A noter que la loi du 2 février 2023 sur le déroulement des élections sénatoriales a opéré des changements à la marge pour les élections au scrutin majoritaire à 2 tours (lesquels ont lieu le même jour). Cette loi nouvelle permet aux candidats de faire campagne entre les deux tours et supprime l’interdiction de diffusion des résultats avant 17h30.

 

2. Règles relatives au financement des campagnes

Depuis le scrutin de 2014, les candidats doivent se soumettre aux règles relatives au financement des campagnes (désignation d’un mandataire financier, ouverture d’un compte de campagne, plafonnement des dépenses, dépôt du compte à la CNCCFP).

Avec un collège électoral bien plus restreint que pour les autres élections, les règles relatives au plafonnement des dépenses sont évidemment plus restrictives.

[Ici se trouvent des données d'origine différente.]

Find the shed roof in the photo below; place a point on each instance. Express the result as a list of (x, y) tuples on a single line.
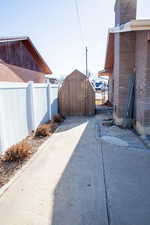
[(11, 73), (32, 49)]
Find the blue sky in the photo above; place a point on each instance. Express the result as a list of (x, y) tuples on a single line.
[(53, 27)]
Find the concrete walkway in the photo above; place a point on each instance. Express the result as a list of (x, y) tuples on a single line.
[(78, 179), (64, 185)]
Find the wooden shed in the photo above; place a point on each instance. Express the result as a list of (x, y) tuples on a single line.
[(77, 96)]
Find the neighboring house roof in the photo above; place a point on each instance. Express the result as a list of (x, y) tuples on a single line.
[(17, 59), (133, 25), (11, 73)]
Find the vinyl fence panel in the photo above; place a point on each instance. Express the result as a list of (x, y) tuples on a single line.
[(23, 107)]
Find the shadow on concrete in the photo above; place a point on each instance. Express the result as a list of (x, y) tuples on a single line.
[(77, 196)]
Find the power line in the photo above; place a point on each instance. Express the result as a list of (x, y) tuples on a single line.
[(79, 21), (81, 34)]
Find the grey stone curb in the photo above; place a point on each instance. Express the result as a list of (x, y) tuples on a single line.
[(4, 188), (145, 140)]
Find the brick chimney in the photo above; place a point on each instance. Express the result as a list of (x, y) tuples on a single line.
[(125, 10)]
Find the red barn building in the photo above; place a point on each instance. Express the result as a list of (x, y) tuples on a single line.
[(21, 62)]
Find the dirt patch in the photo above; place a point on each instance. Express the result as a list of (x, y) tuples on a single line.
[(8, 169)]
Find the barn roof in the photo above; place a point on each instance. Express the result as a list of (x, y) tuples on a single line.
[(33, 51), (11, 73)]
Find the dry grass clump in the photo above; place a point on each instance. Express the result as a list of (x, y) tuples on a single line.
[(58, 118), (43, 130), (17, 152)]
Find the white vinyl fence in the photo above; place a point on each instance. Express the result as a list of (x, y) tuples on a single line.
[(23, 107)]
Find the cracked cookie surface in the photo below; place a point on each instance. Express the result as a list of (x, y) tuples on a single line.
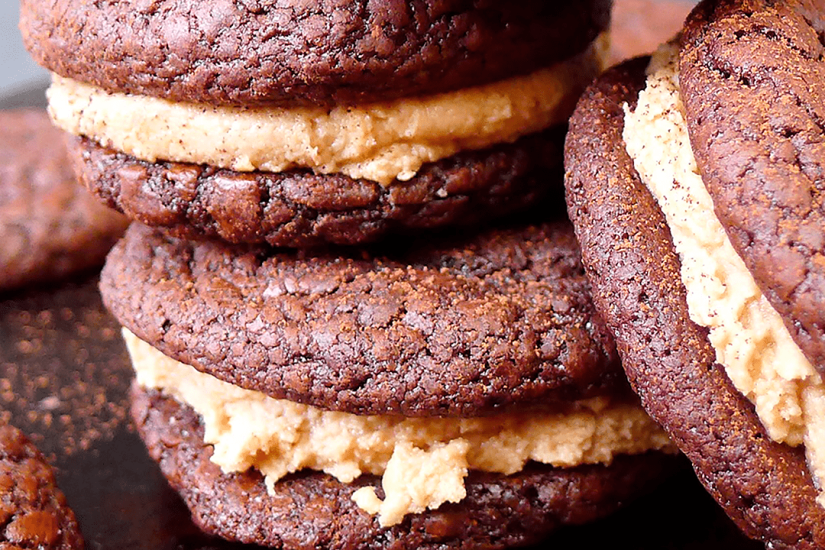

Ainsi, le plafond des dépenses est fixé à 10.000 euros par candidat ou par liste, avec une majoration de quelques centimes par habitant du département qui varie selon le nombre de sénateurs à élire.

Enfin, tout candidat ayant recueilli plus de 5 % des suffrages exprimés percevra une somme forfaitaire correspondant à 50 % du plafond des dépenses autorisées, sous réserve que les sommes aient bien été dépensées.